Introducing the Mobile vs desktop software panel

Recently, there has been a surge in mobile music apps. How does this trend affect desktop app developers, and what can we expect for the future? We explore some possibilities with Matthew Fetcher, Co-founder of AudioKit Pro.

Matthew will be the chair of the Mobile vs desktop software: Fragmented or converging practices panel at ADC'19.  The following panelists will be joining Matthew:

  • Gaz Williams (Sonic State)
  • Henny tha Bizness (4x Grammy winner)
  • Matt Derbyshire (Focusrite)
  • Henrik Lenberg (Auxy)

We spoke to Matthew more about the panel. (Interview by Joshua Hodge)

Tell us more about the Mobile vs desktop panel - what can we expect?

First off, it's an honor to be at the ADC this year amoung so many talented music app makers.

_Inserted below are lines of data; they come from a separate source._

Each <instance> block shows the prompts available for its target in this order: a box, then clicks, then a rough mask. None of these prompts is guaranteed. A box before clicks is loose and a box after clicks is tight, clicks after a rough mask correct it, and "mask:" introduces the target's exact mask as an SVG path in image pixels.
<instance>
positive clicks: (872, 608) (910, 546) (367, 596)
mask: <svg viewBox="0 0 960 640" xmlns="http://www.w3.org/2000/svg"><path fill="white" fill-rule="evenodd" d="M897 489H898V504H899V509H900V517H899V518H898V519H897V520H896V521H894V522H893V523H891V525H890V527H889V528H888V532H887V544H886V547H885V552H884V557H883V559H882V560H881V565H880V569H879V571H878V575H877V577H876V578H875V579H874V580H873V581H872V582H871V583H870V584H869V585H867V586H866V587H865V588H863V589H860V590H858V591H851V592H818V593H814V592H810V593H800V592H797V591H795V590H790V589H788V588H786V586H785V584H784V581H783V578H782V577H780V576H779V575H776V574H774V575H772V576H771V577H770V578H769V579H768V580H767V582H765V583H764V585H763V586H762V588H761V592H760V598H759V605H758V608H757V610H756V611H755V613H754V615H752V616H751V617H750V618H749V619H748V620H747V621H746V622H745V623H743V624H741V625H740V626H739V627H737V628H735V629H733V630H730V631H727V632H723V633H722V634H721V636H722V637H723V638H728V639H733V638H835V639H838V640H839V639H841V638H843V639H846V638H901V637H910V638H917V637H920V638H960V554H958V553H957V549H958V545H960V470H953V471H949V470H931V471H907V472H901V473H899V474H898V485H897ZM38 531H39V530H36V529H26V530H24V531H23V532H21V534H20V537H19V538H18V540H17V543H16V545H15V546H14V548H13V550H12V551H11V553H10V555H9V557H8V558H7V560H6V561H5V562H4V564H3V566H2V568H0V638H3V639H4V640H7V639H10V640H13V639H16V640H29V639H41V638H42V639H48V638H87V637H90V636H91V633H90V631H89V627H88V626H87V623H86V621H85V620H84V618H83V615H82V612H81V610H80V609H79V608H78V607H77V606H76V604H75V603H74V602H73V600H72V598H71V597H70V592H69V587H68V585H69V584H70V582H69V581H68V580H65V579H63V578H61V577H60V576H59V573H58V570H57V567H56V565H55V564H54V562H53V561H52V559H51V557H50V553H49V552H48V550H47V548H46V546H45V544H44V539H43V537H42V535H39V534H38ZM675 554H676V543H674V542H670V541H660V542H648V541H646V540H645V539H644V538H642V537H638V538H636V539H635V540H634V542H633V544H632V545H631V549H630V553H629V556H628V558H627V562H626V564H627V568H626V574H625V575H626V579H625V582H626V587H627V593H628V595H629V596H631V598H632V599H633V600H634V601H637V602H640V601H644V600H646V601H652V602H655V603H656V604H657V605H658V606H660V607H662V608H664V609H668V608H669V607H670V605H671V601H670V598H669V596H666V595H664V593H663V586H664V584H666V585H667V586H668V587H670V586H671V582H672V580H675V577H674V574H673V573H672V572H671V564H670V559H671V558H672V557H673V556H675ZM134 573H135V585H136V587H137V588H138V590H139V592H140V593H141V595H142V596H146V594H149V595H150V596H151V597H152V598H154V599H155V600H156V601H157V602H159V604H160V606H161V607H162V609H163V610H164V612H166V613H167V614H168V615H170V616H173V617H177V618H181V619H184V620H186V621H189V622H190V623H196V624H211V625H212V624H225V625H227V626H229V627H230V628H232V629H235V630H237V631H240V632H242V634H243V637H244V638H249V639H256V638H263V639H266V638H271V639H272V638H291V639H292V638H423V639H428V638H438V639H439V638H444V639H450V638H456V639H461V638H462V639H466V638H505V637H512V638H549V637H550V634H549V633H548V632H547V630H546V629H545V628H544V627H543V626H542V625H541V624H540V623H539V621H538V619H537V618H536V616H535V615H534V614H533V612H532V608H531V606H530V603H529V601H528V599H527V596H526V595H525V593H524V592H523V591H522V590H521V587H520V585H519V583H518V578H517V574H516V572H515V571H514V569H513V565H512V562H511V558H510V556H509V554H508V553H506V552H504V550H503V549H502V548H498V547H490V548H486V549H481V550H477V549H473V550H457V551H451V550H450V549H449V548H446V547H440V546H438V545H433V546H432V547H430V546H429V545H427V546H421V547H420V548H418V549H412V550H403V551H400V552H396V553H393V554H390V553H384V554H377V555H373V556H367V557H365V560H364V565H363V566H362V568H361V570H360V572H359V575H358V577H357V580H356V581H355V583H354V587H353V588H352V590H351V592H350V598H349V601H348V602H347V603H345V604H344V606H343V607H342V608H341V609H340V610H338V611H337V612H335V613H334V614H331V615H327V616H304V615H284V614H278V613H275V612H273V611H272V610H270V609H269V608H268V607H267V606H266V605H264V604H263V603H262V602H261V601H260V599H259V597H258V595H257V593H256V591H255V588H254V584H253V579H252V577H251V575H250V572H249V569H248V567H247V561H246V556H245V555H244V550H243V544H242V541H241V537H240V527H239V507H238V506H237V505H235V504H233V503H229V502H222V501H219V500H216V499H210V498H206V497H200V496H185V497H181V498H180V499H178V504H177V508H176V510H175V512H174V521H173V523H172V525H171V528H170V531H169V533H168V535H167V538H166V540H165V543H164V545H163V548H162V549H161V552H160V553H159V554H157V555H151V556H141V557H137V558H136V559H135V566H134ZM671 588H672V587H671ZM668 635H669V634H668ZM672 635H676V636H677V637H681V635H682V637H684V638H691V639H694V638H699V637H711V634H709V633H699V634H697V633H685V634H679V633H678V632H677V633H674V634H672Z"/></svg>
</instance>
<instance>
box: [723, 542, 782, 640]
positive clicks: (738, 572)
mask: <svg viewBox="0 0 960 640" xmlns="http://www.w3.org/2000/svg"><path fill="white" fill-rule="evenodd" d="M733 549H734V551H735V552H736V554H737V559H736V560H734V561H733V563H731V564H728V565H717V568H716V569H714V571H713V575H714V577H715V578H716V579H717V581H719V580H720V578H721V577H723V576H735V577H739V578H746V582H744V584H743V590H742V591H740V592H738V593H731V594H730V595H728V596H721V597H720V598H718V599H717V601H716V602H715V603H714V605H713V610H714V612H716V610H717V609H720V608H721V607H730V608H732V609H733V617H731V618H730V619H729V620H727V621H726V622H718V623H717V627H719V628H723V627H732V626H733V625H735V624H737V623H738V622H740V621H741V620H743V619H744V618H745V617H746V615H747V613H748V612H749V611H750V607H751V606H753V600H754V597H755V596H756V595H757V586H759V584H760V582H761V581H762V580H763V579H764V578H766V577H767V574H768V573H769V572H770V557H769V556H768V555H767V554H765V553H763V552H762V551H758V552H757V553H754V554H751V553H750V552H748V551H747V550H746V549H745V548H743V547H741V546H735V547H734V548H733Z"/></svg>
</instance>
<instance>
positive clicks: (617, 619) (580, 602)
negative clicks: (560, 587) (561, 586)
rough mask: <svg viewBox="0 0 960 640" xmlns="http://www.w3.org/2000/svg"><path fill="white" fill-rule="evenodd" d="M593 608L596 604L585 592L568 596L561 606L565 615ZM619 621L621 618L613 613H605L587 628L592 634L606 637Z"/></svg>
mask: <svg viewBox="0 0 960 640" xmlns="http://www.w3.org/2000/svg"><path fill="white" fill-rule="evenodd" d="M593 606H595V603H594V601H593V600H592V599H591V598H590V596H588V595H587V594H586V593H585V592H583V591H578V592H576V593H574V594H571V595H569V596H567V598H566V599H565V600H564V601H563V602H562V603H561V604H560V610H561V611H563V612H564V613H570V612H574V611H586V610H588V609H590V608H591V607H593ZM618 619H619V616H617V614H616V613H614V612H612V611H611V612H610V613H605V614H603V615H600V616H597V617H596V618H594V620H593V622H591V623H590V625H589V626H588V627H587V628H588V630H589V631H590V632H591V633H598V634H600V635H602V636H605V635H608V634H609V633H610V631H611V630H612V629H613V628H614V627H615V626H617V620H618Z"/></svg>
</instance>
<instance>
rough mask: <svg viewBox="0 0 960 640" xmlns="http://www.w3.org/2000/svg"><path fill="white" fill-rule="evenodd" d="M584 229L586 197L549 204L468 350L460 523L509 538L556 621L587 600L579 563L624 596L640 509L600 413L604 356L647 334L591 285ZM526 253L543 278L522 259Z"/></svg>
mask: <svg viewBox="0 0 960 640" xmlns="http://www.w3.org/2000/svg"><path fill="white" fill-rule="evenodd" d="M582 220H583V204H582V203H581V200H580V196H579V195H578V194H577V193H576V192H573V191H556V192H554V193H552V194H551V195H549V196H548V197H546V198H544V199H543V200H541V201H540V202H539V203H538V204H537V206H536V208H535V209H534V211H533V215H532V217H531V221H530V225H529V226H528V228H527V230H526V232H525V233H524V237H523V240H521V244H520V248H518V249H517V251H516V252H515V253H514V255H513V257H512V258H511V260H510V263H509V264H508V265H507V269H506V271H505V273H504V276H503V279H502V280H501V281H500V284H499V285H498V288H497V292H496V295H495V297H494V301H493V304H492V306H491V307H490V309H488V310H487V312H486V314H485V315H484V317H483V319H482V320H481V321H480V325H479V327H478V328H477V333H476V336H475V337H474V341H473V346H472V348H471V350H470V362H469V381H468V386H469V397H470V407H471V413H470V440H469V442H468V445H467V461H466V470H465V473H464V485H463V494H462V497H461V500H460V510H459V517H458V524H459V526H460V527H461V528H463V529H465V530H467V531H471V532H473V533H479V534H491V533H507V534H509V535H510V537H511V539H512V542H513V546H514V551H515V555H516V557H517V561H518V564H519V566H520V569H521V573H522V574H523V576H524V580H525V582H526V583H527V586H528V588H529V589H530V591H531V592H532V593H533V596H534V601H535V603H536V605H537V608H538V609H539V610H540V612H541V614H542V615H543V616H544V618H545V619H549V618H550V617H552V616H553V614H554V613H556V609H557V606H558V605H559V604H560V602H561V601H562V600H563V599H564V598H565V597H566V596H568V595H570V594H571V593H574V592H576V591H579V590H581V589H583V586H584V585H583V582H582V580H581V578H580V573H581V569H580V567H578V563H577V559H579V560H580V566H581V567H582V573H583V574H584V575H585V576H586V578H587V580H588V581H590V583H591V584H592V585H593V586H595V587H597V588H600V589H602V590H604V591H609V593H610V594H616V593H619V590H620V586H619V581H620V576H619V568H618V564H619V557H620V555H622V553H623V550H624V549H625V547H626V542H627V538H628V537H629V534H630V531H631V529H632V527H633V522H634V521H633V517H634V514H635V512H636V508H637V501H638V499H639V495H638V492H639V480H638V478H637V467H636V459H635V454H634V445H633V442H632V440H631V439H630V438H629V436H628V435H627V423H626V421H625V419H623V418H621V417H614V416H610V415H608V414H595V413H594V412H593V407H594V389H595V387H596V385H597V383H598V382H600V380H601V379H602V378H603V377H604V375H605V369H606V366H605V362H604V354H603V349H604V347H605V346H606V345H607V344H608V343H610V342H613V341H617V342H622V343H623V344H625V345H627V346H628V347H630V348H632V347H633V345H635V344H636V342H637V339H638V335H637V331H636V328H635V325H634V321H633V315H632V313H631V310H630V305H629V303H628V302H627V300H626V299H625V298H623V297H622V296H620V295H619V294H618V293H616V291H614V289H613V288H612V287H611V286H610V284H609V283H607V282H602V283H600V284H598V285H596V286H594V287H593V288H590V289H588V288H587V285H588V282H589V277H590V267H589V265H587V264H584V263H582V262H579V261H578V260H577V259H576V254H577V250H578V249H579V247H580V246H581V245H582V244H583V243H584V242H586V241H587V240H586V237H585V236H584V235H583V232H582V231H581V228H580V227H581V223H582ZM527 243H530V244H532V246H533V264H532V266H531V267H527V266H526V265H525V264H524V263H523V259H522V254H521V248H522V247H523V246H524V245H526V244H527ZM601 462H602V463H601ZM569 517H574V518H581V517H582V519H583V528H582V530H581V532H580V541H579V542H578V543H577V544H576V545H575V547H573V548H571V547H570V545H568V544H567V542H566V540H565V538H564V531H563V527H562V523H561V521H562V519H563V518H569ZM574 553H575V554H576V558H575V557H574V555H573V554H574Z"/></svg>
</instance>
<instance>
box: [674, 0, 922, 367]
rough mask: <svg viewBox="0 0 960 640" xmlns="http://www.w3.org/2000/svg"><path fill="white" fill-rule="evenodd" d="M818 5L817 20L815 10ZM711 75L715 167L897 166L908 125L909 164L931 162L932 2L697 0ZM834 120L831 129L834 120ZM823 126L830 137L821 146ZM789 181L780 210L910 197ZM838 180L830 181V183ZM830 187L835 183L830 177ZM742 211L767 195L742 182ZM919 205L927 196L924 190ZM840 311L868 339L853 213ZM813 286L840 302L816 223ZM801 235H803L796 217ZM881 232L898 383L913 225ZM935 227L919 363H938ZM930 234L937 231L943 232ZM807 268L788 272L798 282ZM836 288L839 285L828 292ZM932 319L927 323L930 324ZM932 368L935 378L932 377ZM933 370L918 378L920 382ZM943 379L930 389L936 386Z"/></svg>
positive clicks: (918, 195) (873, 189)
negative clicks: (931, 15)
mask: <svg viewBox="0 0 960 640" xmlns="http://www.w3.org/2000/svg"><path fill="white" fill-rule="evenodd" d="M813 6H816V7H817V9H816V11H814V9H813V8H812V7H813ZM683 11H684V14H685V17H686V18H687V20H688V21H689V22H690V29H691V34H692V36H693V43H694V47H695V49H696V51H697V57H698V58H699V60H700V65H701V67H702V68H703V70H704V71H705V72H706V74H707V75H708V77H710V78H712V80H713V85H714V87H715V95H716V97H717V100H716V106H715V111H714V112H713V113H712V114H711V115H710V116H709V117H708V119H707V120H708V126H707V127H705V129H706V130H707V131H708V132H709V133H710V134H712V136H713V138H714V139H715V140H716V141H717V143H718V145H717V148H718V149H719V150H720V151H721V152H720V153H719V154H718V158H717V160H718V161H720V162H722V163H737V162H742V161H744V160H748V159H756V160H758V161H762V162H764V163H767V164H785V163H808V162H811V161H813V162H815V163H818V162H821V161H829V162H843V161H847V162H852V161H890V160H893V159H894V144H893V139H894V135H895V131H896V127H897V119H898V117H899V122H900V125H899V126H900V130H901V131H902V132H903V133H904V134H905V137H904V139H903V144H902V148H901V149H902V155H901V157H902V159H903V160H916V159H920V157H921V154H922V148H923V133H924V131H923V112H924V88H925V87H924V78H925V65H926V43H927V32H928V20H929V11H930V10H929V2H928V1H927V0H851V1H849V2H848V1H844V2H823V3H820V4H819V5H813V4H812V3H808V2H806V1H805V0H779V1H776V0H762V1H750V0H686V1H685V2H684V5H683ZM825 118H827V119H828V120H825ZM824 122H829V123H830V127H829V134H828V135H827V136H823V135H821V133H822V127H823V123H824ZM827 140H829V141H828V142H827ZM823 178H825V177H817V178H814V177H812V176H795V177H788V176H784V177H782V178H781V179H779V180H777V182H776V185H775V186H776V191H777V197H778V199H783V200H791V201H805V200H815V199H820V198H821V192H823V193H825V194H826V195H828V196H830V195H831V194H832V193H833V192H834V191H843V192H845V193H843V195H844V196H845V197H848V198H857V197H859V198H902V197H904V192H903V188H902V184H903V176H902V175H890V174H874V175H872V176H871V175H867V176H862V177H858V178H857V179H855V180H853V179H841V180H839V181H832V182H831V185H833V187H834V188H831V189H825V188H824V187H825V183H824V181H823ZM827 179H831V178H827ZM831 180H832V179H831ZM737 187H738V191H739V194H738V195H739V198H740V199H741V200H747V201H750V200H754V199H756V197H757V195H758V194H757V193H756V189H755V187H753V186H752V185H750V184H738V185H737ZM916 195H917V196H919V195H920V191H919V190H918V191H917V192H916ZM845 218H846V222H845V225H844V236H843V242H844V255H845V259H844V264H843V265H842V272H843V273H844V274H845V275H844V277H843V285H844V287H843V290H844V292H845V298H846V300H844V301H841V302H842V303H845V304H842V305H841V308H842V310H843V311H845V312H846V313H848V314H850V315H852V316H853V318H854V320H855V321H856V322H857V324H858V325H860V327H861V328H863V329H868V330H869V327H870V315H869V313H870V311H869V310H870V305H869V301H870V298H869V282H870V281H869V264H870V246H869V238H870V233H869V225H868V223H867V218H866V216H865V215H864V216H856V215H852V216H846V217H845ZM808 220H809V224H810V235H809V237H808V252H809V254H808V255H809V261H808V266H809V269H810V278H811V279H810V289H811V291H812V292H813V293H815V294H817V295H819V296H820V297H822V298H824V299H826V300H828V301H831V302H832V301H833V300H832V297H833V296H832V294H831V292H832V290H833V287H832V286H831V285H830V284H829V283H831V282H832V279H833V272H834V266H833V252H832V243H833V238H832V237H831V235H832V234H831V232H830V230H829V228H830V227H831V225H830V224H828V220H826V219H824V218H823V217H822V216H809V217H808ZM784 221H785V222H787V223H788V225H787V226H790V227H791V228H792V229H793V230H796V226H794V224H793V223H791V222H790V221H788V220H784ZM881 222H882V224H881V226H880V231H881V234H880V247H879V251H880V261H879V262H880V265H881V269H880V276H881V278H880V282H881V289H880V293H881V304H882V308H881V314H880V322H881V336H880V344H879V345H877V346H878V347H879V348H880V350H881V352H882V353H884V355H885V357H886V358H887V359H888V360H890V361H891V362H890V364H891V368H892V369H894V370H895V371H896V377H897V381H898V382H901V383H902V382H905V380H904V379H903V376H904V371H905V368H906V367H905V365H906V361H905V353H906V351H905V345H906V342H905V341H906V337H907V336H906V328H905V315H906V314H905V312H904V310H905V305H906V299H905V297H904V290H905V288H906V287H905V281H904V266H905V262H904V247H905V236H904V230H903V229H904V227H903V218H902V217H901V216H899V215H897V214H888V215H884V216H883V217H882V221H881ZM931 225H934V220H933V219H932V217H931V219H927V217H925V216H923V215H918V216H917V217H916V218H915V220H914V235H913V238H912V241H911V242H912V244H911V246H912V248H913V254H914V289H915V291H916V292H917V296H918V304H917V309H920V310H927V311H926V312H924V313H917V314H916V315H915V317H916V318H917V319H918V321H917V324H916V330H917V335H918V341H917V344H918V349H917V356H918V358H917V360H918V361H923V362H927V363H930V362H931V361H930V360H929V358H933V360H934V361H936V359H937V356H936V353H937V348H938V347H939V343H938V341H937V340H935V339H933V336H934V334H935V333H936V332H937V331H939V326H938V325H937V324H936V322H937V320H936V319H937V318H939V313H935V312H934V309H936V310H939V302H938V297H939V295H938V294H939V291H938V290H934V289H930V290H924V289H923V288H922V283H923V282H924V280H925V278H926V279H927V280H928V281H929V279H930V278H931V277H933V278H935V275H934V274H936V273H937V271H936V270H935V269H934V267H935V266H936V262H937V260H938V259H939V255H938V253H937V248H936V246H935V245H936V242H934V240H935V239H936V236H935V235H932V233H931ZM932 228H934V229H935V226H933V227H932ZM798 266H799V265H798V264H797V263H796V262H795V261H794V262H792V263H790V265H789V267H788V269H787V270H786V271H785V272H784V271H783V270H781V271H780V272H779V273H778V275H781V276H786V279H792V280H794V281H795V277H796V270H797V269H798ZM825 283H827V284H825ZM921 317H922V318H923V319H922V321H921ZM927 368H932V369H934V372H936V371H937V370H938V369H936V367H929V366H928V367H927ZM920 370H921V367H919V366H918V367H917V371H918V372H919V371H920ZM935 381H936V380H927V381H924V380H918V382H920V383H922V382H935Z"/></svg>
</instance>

This panel is going to be fun and a bit more lively than your standard ADC panel. We'll have video questions from developers, musician influencer/youtubers, and music tech journalists.

Plus, we're taking a non-glossy, realistic view at actual app sales and data across Desktop & Mobile. There's some developers who have shared their app sales data. So, you'll get a sneak peak behind the curtain on trends in 2019 app sales.

You'll hear from developers, journalists, and even a Grammy winning multi-platinum producer who currently makes hits with both mobile & desktop tools.

Will music producers be throwing their laptops out the window in favor of music making on mobile devices? Why or why not?

That's hopefully something we'll discover at the panel.

There's certainly a big movement in mainy areas of the world. From a live perspective, you see musicians on TV in India using iPads along with guitars. And, major-label hitmakers in hotspots like Atlanta have embraced the iPhone and iPad to make songs for the biggest artists in the world from Alicia Keys to Drake to Sting.

What are the latest trends you've been seeing in mobile music apps the past few years?

We're still at the beginning stages of AUv3 plugin technology being a stable part of the iOS eco-system. With it, pros have given iOS a second look. For developers, there's so much opportunity. The market isn't nearly as mature as the desktop platform. Right now, indie developers can compete and often times sell more copies of a synth than mainstay juggernaughts made by hardware synth makers.

In 5 years, will music making on a mobile device be drastically different than it is now? If so, how?

This is an exciting question. We're already seeing a bit of overlap with desktop and mobile with the new iPadOS. And, there's a push now for apps to be cross-platform (Mac/iPad/iPhone) with Catalyst.

Will everything be integrated in the future into a single platform? My hot take is that there won't be "iPhone Music Making" or "Desktop Music Making", people will just call it "Music Making". And, that's what it's all about, right?! Making Music.

Looking forward to discussing this more at the panel and meeting all the fine people at ADC. Let's go!